Pearl River is a railroad station in Pearl River, New York. It serves NJ Transit and Metro-North Railroad trains on the Pascack Valley Line. It is located at 35 South Main Street between West Central Avenue and Jefferson Avenue. Pearl River is the last station in New York, heading from Spring Valley towards Hoboken Terminal.

History

The land donated for the station came from Julius Braunsdorf, a local entrepreneur, who won a lawsuit against the Singer Corporation. Braunsdorf opened Central Avenue, the local post office, and the railroad station. Known as Muddy Brook, Braunsdorf suggested the hamlet be renamed for the pearls in the local river. Braunsdorf built originally two facilities at Pearl River, but some time after 1880, these were merged into one structure.

Station layout
The station has one track and one low-level side platform.

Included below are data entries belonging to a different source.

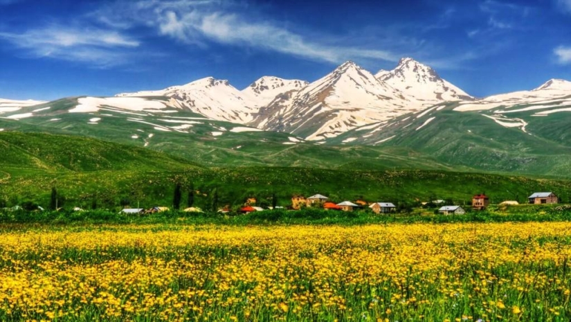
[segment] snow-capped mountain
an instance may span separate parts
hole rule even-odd
[[[251,124],[321,140],[418,108],[415,100],[346,62],[295,94],[278,96]]]
[[[432,68],[412,58],[402,58],[392,71],[379,71],[377,79],[430,106],[443,101],[473,99],[438,75]]]
[[[255,104],[230,85],[228,80],[216,80],[212,77],[158,91],[124,93],[117,96],[172,97],[192,111],[208,118],[242,123],[252,120],[252,114],[257,111],[254,107]]]
[[[265,106],[278,95],[290,91],[299,91],[309,84],[300,80],[284,80],[275,76],[264,76],[253,82],[242,92],[257,106]]]
[[[455,111],[488,111],[496,108],[498,114],[531,111],[534,116],[545,116],[557,111],[571,111],[571,82],[550,80],[531,91],[493,95],[472,102],[462,102]]]

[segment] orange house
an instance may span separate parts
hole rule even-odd
[[[476,195],[472,197],[472,208],[483,211],[490,204],[490,199],[484,194]]]
[[[294,195],[291,197],[291,208],[293,209],[298,211],[302,206],[305,206],[306,203],[305,197],[301,195]]]

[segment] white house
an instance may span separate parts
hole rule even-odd
[[[438,209],[438,212],[442,215],[464,215],[466,213],[466,211],[460,206],[444,206]]]

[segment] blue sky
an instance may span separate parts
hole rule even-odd
[[[0,0],[0,98],[315,80],[401,57],[485,96],[571,80],[571,0]]]

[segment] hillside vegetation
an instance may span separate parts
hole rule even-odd
[[[321,193],[337,202],[435,198],[466,203],[480,193],[493,202],[525,202],[540,190],[567,200],[571,190],[568,181],[435,170],[202,168],[149,150],[44,134],[0,133],[0,201],[8,206],[30,201],[47,207],[54,187],[60,205],[107,208],[172,205],[176,184],[182,187],[183,204],[192,191],[195,205],[206,208],[240,205],[248,197],[268,205],[273,195],[285,206],[293,194]]]

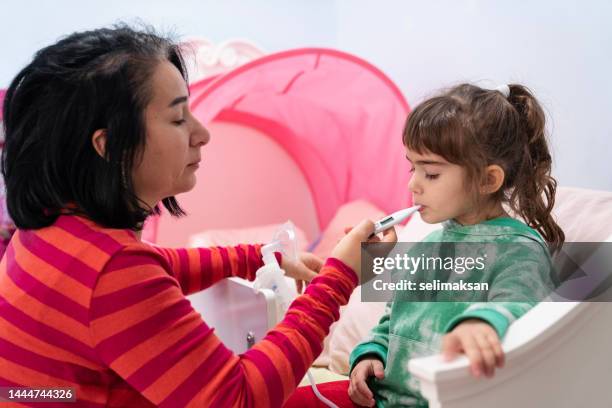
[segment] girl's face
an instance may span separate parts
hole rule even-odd
[[[152,99],[145,109],[146,141],[132,173],[136,195],[153,207],[163,198],[191,190],[208,131],[192,116],[188,90],[179,70],[160,62],[151,78]]]
[[[463,167],[431,152],[419,154],[406,149],[406,158],[413,166],[408,188],[414,204],[422,206],[419,211],[423,221],[434,224],[455,219],[463,225],[478,222]]]

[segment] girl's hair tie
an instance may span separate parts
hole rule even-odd
[[[506,84],[496,86],[494,90],[501,92],[506,99],[510,96],[510,87]]]

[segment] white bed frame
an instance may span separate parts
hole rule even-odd
[[[566,281],[558,293],[586,295],[607,279],[612,265],[602,262],[600,249],[582,264],[586,276]],[[473,378],[465,357],[416,358],[408,368],[431,408],[612,407],[611,303],[539,303],[510,326],[503,348],[506,366],[492,379]]]

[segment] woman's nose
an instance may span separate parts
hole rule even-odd
[[[195,126],[193,132],[191,133],[191,145],[192,146],[204,146],[208,142],[210,142],[210,133],[208,129],[200,123],[199,120],[195,119]]]

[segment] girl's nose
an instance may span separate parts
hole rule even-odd
[[[410,181],[408,182],[408,190],[413,194],[420,193],[420,187],[417,183],[417,180],[414,174],[412,175],[412,177],[410,177]]]
[[[191,132],[191,145],[204,146],[210,142],[210,133],[199,120],[194,118],[194,123],[194,128]]]

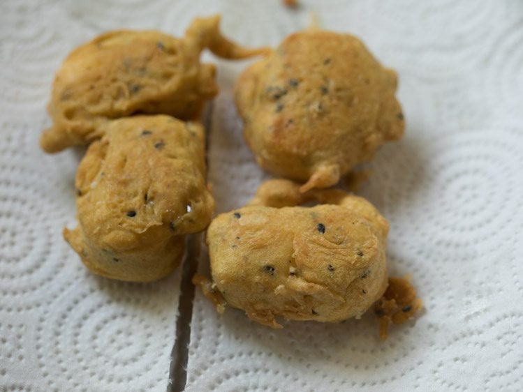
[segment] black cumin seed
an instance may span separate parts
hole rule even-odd
[[[270,275],[271,276],[273,276],[274,275],[274,271],[276,269],[273,267],[272,266],[265,266],[263,267],[263,271],[265,271],[267,273]]]
[[[143,89],[143,86],[140,86],[140,84],[133,84],[131,86],[131,93],[135,94],[142,89]]]
[[[274,91],[272,96],[272,99],[274,100],[278,100],[287,93],[287,90],[281,87],[273,87],[272,89],[270,89],[270,91]]]
[[[371,270],[370,269],[367,269],[367,270],[363,271],[363,273],[362,273],[360,276],[360,278],[361,278],[362,279],[364,279],[365,278],[367,278],[367,276],[369,276],[370,274],[371,274]]]
[[[288,80],[289,84],[292,86],[293,87],[297,87],[298,84],[300,84],[300,82],[298,82],[297,79],[295,79],[294,77],[291,77]]]

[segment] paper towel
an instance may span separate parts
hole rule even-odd
[[[61,238],[73,226],[82,151],[38,146],[54,72],[105,30],[181,34],[221,12],[226,33],[275,45],[318,12],[360,36],[399,75],[405,137],[367,166],[360,193],[391,224],[391,272],[425,303],[378,339],[374,317],[272,330],[198,290],[189,391],[517,391],[523,379],[523,6],[517,0],[300,1],[10,0],[0,13],[0,389],[165,391],[179,271],[148,285],[89,273]],[[232,85],[246,63],[219,62],[209,179],[218,212],[268,177],[241,136]],[[200,268],[205,269],[207,262]]]

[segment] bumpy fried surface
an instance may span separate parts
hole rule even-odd
[[[258,163],[307,181],[305,192],[337,183],[401,137],[397,84],[396,73],[355,37],[311,30],[289,36],[247,68],[235,101]]]
[[[48,111],[53,125],[40,138],[47,152],[88,144],[109,120],[133,113],[196,119],[218,93],[213,64],[200,63],[209,48],[240,59],[264,52],[221,36],[219,17],[196,19],[179,39],[154,31],[103,34],[74,50],[58,71]]]
[[[310,199],[330,204],[295,206]],[[250,206],[212,222],[214,283],[198,276],[193,282],[219,311],[228,303],[274,328],[281,326],[277,317],[359,317],[387,287],[388,232],[385,218],[361,197],[334,190],[304,194],[290,181],[267,181]]]
[[[159,279],[179,264],[184,234],[211,220],[203,129],[157,115],[115,120],[105,133],[78,167],[79,225],[64,236],[95,273]]]
[[[389,324],[403,324],[414,317],[423,302],[416,298],[416,289],[408,279],[390,278],[387,291],[373,306],[380,320],[380,338],[387,339]]]

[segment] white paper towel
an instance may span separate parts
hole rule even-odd
[[[523,379],[523,5],[518,0],[8,0],[0,11],[0,389],[164,391],[179,271],[135,285],[95,277],[61,238],[75,225],[80,151],[38,146],[54,72],[107,29],[180,34],[221,12],[226,33],[274,45],[305,27],[353,32],[399,74],[404,139],[368,166],[361,195],[389,219],[391,271],[425,313],[381,342],[374,317],[258,326],[197,291],[190,391],[518,391]],[[219,212],[267,176],[241,136],[219,61],[209,176]],[[202,266],[205,269],[205,266]]]

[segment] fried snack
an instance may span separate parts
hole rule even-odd
[[[374,315],[380,320],[380,338],[387,339],[390,323],[403,324],[414,317],[423,301],[416,298],[416,289],[406,278],[390,278],[387,291],[373,306]]]
[[[258,163],[307,181],[336,184],[404,123],[396,73],[357,38],[318,29],[291,34],[238,79],[235,99]]]
[[[228,40],[219,21],[197,18],[183,38],[120,30],[78,47],[54,79],[47,107],[53,125],[40,137],[42,148],[55,153],[88,144],[103,135],[106,122],[135,113],[196,119],[205,100],[218,93],[215,66],[200,63],[203,49],[226,59],[266,52]]]
[[[313,207],[296,206],[310,200]],[[359,317],[387,288],[388,224],[361,197],[300,191],[272,180],[251,204],[213,220],[207,243],[214,282],[193,279],[223,312],[228,304],[273,328],[277,317],[341,322]]]
[[[184,234],[204,229],[214,202],[205,186],[204,131],[169,116],[108,123],[76,174],[78,226],[64,236],[92,272],[148,282],[174,270]]]

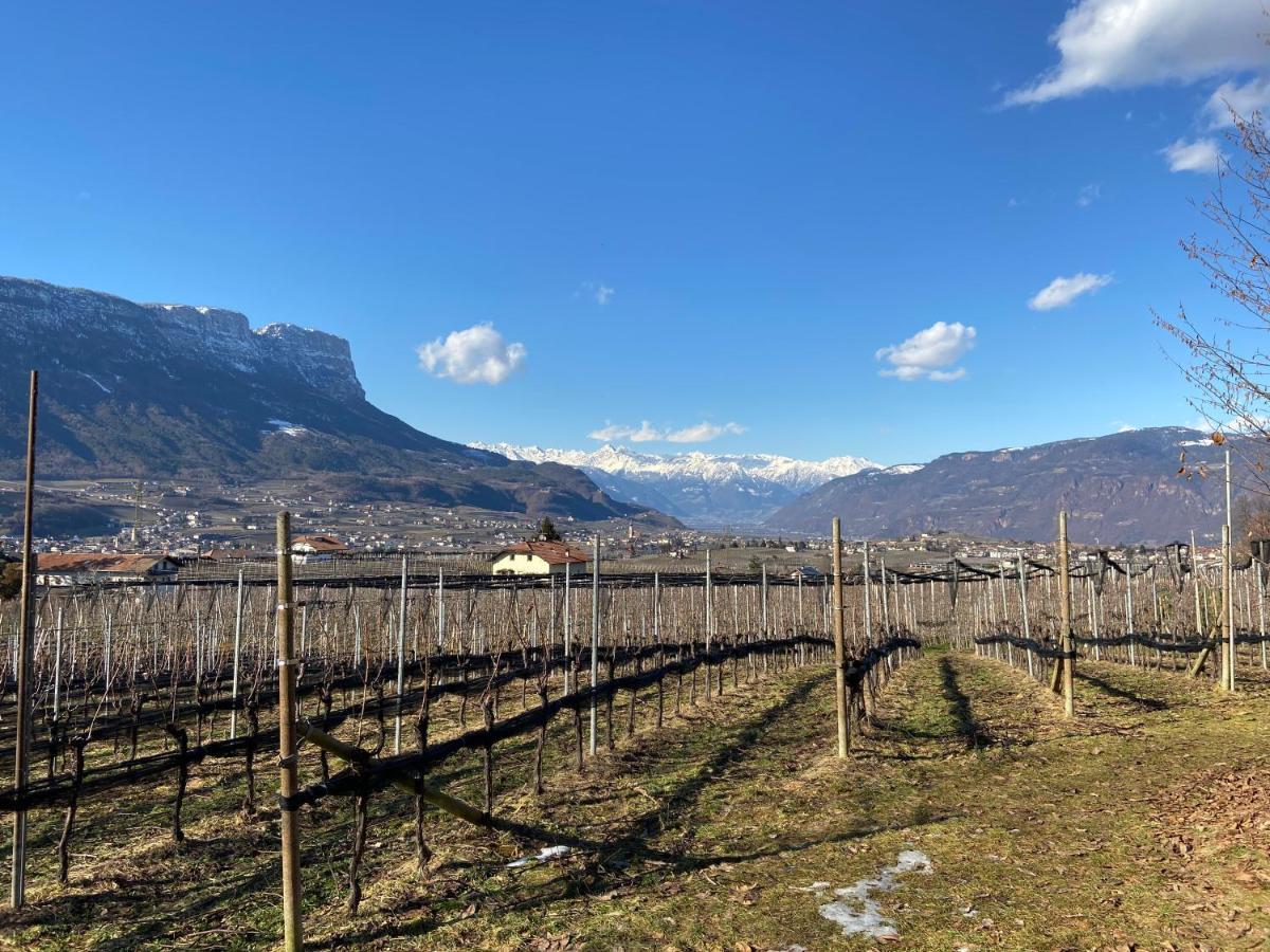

Like many Metro-North stations east of the Hudson, permit parking is operated by LAZ Parking. Pearl River's parking lot accommodates 170 vehicles.

Bibliography

References

External links

Pearl River Station (Existing Railroad Stations in New York State)
 Station from Central Avenue from Google Maps Street View
 Station House from Google Maps Street View

NJ Transit Rail Operations stations
Railway stations in Rockland County, New York
Former Erie Railroad stations
Railway stations in the United States opened in 1871
1871 establishments in New York (state)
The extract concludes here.